İyi ama problem ayrı bir halkı kafatasına bakarak Türk şemsiyesi altına koymakla başlamıyor mu?
Elbette orada bir mühendislik var. Çünkü bir de milliyetçilikler çatışması yaşanıyor. Bir tarafta Atatürk var, diğer tarafta Kürt milliyetçisi Baytar Nuri. Bu asimetrik bir güç savaşı. Atatürk ve kadrosu bir devlet geleneğinden geliyor, Kürt hareketi ise daha protonasyonalist, yani ön-milliyetçi bir aşamada. Yazılı kültür son derece sınırlı. Ayrıca Cumhuriyet’in ilk yıllarında Kürt kimliği reddedilmiyor. Kitapta bunun somut örnekleri var. Devletin yayınlarında Kürt aşiretlerine yer veriliyor. Ne zaman ki şeyh Sait çıkıyor, Kürt kelimesi tedavülden kalkıyor, ‘dağ Türkleri’ geliyor.
Asimilasyon başlıyor...
Evet ama zaten Anadolu’nun her tarafı bu mühendislik yöntemleriyle Cumhuriyet’e entegre edildi. Benim atalarım kısmen Çerkesçe, Kumukça konuşurdu, ben tek kelime bilmem. Anlayacağın, hepimiz asimile olduk Cumhuriyet için. Ulus inşa etmek kolay değil. Dil açısından bakarsak da bugün konuştuğumuz Türkçe’nin yüzde 60’ı 1930’lu yıllarda yaratılmıştır. Ayrıca bütün ulus devletler bu yollardan geçmiştir.

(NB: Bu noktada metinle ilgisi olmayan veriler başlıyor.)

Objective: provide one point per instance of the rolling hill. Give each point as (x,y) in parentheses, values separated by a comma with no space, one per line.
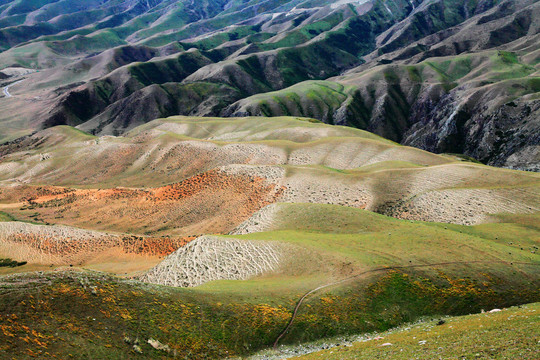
(268,179)
(422,73)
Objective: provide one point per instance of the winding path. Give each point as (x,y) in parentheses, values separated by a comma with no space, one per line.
(299,303)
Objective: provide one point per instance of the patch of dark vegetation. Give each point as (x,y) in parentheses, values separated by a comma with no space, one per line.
(11,263)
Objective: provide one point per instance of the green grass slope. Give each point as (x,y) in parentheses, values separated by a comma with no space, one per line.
(71,312)
(501,335)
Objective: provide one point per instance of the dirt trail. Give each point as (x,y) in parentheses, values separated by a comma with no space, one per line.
(300,302)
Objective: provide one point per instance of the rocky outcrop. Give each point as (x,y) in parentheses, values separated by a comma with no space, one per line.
(210,258)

Atatürk’ün Kürt sorunu yok muydu yani?
Dersim ve çevresine Osmanlı’dan itibaren 100 yıldır hâkim olunamıyordu. Ve rejim II. Dünya Savaşı öncesi yöreyi entegre etmekten yanaydı. Dersim harekâtının arkasında bu vardı. Anadolu’da yaşayanların her biri farklı coğrafyalardan göç etmişti. Cumhuriyet’in misyonu bu farklı unsurları bir potada eritmekti.
Ama din sorunu vardı...
Evet, Atatürk’ün Kürt sorunu değil ama din sorunu vardı. Dine epey mesafeli durduğunu söyleyebilirim. Yani anti-klerikal (din karşıtı) çizgi ınönü zamanında değil, Atatürk zamanında başlamıştır. Bunu tarih tezlerinden ders kitaplarına kadar her yerde gözlemlemek mümkün.
Kendisi dindar olmadığı gibi kimsenin olmasını istemiyor öyle mi?

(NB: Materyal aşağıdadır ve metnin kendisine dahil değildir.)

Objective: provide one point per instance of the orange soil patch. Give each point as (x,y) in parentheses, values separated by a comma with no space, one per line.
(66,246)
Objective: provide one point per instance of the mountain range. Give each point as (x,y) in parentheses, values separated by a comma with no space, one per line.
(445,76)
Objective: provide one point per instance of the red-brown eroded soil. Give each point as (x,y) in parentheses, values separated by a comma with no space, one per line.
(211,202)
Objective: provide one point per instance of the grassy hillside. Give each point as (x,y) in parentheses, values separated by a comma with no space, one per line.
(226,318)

O dönemde asıl amaç halkı hilafet olgusundan koparmak. Ayrıca bu din karşıtlığı bize özgü değil, dünyada din çok yıpranmış durumda o günlerde. Bir tarafta Sovyet Rusya, bir tarafta ıspanya.
İşte bu ters tepmedi mi ve dindar insanlar mağdur olmadı mı?
Elbette çünkü insanların kültür kodlarını bastırıyor. Cumhuriyet’in o günkü koşullarda geniş kitlelere ulaşması olanaksız. Her şeyden önce coğrafya buna engel. Cumhuriyet’in propaganda araçları çok kısıtlıydı, maddi gücü yoktu.
Atatürk’ün izlediği toplum mühendisliği bugün işler mi?
Bu devirde mümkün değil çünkü çok daha kristalize bir birey kavramı var. Milli Mücadele 1912’de Balkan Harbi’yle başlamış 10 yıllık bir savaş. Anadolu 5 milyon nüfus kaybetmiş. Geriye fakir, okur yazar düzeyi çok düşük bir kitle kalmış. Bugün küresel dünyada yaşıyoruz. İktidarların gücü de daha sınırlı, er geç toplumun kontrol mekanizmaları devreye giriyor. Toplum mühendisliği denense de geri teper.